コラム
ビッグモーター事件から“無法な人事処遇”を検証してみた:「お前はクビだ!」はアリか(4/5 ページ)
数々の違法が疑われ、その企業体質に厳しい目が向けられているビッグモーター。人事的な視点で検証すべきではないかと思い、書いてみた。
・「管理職なので残業代はつかない」?
よく「自分は管理職なので残業代もつかず、部下社員の分まで作業をしている」という話を聞きます。一見正しいようですが、正確には違います。真の管理職であれば、その通り、残業手当などの対象外ですが、これは経営管理者としての「真の管理職である」ことが必須要件です。単に呼称が課長だの部長だの工場長だから管理職ではありません。

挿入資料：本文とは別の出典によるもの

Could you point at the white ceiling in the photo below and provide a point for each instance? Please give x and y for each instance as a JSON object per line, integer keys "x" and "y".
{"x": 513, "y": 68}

労働基準法の「管理監督者」こそが真の管理職です。それを満たすには「企業全体の経営への高い関与」「出退勤時間拘束からの除外」「管理監督者にふさわしい処遇(給与条件等)」などが必要です。イメージとしては取締役などきわめて高位の役職者であって、規模にもよりますが店長クラスでそこまでの経営関与がある例は少ないように思います。
また暴力は論外で直ちに警察案件。暴言も内容によっては傷害や名誉毀損など刑法犯の可能性があります。
仮に就業規則で上司のさじ加減で人事評価が決まることが明文化されていたとしても、その就業規則が法律に反するものであれば無効。まして就業規則にもない、単なる経営者への忖度などであれば、合理性証明はまず無理です。